Ini sangat menarik. Maklum, di berbagai belahan dunia, termasuk di Indonesia, pemerintah berkuasa berlomba-lomba untuk mencabut subsidi sosial dan memprivatisasi layanan publiknya. Akibatnya, seperti yang kita alami di Indonesia, rakyat menjerit-jerit karena meroketnya harga pangan, mahalnya biaya kesehatan, pendidikan makin terjangkau, dan lain-lain. Chavez tak percaya bahwa pasar—dengan tangan tak terlihatnya—bisa menjamin pemenuhan hak dasar rakyat. Sebaliknya, Chavez meyakini, rakyat bisa membangun dirinya bila diberikan kekuasaan, pengetahuan, tanah, kredit, teknologi, dan organisasi.

Namun, semua program itu perlu dana yang besar. Dan itu tidak mungkin bila Venezuela tidak berdaulat secara ekonomi dan tidak mengontrol sumber daya alamnya. Untuk itu, Chavez melakukan konsolidasi dan memastikan penguasaan negara atas aset-aset strategis, seperti minyak dan gas, pabrik baja hingga ke perbankan. Selain itu, ia juga memperkenalkan kontrol pekerja dan self-management untuk membangkitkan partisipasi pekerja dalam lapangan ekonomi.

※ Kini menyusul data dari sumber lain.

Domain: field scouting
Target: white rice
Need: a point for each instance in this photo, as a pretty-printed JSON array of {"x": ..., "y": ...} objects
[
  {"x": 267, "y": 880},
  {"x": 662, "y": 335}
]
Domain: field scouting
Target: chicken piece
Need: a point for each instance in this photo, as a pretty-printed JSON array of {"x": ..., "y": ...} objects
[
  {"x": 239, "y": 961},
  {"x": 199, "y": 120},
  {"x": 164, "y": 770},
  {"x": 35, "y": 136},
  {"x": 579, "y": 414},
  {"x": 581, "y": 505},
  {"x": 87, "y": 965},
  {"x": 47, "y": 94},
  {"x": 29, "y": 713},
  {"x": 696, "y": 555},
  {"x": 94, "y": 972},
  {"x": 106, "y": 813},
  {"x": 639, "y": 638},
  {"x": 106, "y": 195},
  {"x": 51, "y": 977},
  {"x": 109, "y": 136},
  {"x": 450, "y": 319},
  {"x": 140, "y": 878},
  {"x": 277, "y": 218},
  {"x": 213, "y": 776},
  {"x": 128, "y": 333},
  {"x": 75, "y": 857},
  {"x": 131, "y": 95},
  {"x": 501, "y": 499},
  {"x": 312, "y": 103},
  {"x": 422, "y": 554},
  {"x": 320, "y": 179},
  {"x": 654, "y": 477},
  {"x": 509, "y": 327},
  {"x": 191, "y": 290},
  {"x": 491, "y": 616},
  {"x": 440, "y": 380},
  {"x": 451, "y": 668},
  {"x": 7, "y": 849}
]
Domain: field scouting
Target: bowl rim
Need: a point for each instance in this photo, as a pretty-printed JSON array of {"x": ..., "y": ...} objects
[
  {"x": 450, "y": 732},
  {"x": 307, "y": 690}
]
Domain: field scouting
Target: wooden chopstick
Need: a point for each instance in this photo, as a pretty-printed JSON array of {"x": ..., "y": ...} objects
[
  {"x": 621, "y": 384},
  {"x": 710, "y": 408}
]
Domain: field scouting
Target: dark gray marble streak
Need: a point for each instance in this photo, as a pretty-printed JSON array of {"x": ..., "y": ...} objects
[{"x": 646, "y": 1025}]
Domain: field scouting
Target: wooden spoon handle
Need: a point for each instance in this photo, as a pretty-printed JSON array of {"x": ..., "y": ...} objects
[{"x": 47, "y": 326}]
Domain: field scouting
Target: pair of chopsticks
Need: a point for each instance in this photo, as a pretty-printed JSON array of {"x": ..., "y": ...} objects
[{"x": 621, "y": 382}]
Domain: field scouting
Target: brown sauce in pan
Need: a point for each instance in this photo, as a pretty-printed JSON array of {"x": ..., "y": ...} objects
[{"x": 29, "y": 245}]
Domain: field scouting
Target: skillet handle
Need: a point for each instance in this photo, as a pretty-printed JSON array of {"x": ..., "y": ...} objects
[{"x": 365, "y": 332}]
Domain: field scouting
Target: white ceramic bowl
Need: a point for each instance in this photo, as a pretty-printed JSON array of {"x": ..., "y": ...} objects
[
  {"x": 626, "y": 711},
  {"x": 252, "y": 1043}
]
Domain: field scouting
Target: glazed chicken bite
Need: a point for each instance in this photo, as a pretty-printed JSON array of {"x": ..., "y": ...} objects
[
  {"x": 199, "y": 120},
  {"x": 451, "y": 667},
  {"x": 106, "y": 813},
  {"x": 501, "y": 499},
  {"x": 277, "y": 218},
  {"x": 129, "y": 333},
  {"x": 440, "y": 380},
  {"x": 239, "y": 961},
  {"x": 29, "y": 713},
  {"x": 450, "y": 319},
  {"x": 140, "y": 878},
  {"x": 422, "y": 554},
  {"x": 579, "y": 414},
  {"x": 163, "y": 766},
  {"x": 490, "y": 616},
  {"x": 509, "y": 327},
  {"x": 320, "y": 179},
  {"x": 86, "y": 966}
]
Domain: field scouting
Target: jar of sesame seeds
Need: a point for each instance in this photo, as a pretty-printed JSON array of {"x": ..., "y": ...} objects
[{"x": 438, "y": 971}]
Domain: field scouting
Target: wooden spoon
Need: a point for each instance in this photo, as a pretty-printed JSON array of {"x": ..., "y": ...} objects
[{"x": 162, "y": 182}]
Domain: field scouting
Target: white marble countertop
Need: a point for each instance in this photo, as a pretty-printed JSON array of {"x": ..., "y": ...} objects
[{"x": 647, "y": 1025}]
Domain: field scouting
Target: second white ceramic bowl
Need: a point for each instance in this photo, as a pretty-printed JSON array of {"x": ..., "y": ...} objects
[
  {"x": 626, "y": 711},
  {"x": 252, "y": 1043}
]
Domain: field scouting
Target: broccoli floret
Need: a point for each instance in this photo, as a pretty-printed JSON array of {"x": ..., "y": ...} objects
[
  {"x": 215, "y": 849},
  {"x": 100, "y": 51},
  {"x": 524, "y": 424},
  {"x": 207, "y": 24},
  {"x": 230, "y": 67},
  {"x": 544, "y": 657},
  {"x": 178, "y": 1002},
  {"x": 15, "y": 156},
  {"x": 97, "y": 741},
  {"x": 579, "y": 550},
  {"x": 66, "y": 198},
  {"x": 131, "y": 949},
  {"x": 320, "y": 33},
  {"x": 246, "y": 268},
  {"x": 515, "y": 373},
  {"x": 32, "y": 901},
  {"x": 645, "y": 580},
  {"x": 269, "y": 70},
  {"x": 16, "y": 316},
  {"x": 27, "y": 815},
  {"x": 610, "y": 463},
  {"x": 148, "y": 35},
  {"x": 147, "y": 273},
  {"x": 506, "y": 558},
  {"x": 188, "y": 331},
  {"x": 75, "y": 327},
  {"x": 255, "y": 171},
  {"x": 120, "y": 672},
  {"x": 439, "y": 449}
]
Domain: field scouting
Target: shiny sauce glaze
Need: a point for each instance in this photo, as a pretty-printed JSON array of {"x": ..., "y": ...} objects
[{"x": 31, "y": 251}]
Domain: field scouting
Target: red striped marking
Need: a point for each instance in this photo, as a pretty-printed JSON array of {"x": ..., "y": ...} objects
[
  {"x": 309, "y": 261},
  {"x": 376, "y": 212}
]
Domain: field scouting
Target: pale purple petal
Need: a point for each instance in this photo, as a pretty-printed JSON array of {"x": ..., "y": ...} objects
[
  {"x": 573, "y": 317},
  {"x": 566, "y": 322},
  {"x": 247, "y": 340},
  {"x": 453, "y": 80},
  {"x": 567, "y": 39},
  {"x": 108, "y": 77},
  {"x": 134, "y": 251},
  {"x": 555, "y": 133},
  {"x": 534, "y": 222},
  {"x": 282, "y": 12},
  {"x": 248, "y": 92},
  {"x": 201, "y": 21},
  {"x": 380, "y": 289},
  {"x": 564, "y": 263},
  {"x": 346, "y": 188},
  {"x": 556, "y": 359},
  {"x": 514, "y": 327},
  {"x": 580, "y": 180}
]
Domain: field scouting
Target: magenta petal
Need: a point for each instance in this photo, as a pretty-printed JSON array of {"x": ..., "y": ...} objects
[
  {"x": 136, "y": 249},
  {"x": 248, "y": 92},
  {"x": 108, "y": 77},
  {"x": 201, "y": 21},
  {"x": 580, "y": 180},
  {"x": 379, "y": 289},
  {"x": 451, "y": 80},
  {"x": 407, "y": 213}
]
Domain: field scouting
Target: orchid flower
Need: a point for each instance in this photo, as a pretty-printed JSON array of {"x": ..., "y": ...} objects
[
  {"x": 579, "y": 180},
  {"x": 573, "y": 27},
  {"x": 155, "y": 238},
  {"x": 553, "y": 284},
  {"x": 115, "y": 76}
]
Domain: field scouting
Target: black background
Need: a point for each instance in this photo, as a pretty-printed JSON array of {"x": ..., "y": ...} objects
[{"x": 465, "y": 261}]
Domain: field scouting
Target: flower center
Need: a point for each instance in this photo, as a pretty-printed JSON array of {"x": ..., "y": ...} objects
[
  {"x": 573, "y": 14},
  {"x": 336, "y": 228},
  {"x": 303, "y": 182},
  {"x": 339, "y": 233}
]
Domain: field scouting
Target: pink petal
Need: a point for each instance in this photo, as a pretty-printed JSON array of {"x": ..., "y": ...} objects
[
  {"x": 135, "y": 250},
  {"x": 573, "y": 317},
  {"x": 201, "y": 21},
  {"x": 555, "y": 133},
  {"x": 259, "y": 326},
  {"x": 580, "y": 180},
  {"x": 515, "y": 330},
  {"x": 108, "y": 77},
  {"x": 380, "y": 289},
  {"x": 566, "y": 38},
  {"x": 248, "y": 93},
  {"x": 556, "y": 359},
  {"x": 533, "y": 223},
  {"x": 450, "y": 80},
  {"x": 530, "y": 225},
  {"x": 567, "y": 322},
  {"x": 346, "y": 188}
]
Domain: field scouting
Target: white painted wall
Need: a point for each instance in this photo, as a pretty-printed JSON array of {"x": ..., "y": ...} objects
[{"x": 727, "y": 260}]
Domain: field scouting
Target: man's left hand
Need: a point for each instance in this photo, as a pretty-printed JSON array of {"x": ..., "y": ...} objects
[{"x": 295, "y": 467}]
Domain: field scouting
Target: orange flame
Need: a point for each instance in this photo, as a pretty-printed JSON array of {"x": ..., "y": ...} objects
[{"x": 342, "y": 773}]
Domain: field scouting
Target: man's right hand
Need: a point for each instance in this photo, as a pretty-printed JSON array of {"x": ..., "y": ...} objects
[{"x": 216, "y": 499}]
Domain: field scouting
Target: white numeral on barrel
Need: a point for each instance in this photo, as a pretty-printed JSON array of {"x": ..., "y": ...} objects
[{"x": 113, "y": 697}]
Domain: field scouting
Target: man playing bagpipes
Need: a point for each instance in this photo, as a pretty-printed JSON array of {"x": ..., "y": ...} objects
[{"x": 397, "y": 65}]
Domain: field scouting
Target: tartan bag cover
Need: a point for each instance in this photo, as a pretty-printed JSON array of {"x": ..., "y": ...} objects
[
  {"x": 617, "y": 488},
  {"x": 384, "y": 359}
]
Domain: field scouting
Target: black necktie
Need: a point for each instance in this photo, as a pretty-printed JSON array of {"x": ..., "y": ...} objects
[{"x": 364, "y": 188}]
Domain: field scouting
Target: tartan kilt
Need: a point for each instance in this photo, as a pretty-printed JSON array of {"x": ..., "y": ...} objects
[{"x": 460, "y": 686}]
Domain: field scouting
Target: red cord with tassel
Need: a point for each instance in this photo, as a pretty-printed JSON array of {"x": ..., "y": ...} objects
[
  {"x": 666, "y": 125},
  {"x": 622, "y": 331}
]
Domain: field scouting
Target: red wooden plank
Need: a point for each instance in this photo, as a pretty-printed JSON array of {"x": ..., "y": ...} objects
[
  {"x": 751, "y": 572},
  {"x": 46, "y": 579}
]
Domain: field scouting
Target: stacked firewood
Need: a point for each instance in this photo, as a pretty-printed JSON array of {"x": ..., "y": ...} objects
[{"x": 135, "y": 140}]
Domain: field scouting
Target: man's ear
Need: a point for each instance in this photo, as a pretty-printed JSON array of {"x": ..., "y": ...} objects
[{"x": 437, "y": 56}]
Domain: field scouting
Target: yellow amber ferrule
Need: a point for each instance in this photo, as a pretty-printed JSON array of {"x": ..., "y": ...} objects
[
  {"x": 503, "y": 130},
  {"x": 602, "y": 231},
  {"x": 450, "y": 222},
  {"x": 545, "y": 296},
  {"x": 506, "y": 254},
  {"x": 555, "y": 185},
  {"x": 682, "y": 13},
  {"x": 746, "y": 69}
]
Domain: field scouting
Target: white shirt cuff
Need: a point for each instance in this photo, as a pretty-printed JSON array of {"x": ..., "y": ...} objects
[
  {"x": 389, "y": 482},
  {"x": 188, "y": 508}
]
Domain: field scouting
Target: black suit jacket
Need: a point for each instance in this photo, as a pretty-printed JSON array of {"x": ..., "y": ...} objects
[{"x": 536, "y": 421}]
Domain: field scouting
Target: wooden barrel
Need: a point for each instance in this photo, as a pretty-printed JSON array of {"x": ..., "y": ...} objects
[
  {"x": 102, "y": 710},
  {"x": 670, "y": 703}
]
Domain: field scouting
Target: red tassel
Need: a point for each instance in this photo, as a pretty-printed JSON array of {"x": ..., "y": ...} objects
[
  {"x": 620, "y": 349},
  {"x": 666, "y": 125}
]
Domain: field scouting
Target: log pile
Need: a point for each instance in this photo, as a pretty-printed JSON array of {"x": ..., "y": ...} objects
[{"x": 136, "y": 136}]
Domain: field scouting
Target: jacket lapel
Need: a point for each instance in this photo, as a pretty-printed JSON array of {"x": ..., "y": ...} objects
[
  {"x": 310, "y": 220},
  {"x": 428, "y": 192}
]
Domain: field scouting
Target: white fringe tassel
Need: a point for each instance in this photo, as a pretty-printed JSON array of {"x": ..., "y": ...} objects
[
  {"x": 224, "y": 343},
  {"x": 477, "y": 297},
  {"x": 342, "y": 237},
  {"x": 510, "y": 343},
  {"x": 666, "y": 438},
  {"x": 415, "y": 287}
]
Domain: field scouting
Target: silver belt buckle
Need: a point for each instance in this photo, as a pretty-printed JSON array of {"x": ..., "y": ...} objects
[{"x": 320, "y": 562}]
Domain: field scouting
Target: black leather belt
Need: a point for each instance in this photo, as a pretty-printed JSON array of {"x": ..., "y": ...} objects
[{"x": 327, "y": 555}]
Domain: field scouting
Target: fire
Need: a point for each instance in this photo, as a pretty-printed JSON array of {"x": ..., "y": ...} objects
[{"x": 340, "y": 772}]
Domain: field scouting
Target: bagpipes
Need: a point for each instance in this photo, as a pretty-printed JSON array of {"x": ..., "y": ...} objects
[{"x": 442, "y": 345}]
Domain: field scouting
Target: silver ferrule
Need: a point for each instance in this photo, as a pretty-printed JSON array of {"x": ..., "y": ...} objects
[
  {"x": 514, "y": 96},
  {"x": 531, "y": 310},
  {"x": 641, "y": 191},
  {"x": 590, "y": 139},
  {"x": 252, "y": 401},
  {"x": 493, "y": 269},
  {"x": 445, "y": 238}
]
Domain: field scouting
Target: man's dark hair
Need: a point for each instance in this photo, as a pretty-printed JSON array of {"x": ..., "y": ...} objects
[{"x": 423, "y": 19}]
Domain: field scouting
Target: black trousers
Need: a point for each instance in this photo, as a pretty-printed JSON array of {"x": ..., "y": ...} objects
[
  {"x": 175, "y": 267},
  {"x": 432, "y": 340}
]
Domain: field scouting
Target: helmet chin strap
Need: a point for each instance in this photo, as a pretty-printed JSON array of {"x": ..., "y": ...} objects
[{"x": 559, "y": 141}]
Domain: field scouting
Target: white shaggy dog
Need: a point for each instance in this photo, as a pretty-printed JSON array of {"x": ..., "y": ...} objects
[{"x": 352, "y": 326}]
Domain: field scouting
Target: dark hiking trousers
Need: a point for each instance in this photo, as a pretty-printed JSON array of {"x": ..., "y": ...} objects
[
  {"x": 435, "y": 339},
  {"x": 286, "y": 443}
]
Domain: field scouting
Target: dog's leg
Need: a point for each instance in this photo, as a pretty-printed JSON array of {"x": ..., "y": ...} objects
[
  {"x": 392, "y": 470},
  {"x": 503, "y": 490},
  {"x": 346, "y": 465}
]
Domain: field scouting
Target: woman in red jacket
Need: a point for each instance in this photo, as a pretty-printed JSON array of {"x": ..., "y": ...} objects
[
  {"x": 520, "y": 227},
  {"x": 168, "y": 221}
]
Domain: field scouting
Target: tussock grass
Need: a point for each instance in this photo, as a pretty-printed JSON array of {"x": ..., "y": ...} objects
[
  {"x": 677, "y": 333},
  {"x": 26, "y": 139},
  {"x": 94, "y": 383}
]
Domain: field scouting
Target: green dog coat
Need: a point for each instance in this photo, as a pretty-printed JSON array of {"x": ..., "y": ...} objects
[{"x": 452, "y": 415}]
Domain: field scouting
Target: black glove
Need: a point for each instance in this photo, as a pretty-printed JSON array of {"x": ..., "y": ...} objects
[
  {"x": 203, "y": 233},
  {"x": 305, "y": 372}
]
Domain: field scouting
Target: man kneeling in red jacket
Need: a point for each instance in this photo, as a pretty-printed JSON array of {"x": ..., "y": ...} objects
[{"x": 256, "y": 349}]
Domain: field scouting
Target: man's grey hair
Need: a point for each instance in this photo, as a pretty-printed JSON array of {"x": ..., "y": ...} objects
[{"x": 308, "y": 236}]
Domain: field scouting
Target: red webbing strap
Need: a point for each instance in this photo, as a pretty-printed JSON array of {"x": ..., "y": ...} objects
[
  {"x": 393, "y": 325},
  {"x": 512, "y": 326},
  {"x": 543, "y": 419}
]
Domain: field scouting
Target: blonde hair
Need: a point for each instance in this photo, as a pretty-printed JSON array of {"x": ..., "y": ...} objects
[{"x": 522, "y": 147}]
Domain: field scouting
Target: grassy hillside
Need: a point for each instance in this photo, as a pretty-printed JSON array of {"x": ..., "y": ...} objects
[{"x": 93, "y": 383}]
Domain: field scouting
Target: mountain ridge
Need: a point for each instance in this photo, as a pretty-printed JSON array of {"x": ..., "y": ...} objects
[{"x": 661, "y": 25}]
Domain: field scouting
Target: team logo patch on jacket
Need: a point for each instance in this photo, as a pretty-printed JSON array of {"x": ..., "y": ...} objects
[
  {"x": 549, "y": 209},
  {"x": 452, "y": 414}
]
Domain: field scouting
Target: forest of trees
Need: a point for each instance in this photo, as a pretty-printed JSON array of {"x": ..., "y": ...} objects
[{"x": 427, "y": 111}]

Sejak Venezuela mengontrol penuh PDVSA—perusahaan minyak negara, ekonomi Venezuela tumbuh pesat. Hingga 2012 lalu, PDVSA telah menyetor 295 milyar USD untuk kas negaranya. Sejak Chavez berkuasa, 204 perusahaan di sektor hidrokarbon sudah dinasionalisasi.

Ini membuat ekonomi Venezuela tumbuh pesat.  Sejak kuartal pertama 2003 hingga kuartal kedua 2008, pertumbuhan ekonomi Venezuela secara total telah bertumbuh 94,7% atau dengan rata-rata pertumbuhan per tahun 13,5% (lihat data-data yang disajikan Center for Economic and Policy Reform yang berbasis di Washington DC, Februari 2009, dalam “The Chávez Administration at 10 Years: The Economy and Social Indicators”).

Berbeda dengan pertumbuhan ekonomi di negara lain, termasuk di Indonesia, pertumbuhan ekonomi Venezuela justru mengarah pemerataan dan redistribusi kekayaan nasional. Kemiskinan telah berkurang 70,8% (1996) menjadi 21% (2010). Sedangkan kemiskinan ekstrem berkurang dari 40% (1996) ke tingkat yang sangat rendah dari 7,3% (2010). Pengangguran turun dari 20% menjadi di bawah 7%. Tidak kurang dari 20 perguruan tinggi baru dibangun dalam 10 tahun terakhir. Jumlah guru meningkat dari 65.000 menjadi 350.000 orang. Buta huruf berhasil diberantas. Dalam 6 tahun, 19.840 tunawisma mengikuti program khusus dan praktis tidak ada lagi anak-anak yang hidup di jalanan.

Chavez menolak neoliberalisme. Ia juga menampik bahwa kapitalisme punya wajah lain yang bisa manusiawi. Baginya, neoliberalisme adalah jalan menuju ke neraka. “Kami sedang bergerak pelan tapi pasti menuju sebuah ekonomi alternatif di luar kapitalisme yang merendahkan manusia,” ujar Chavez.

Namun, lebih dari itu, keberhasilan Chavez menasionalisasi perusahaan strategis dan mengontrol kekayaan SDA-nya dipuji oleh negara-negara lain yang juga sedang berjuang keluar dari eksploitasi kolonial. Tak sedikit gerakan progressif dunia yang menjadikan Chavez sebagai inspirasi dalam perjuangan merebut kembali kontrol terhadap SDA dan aset ekonomi yang menguasai hajat hidup rakyat.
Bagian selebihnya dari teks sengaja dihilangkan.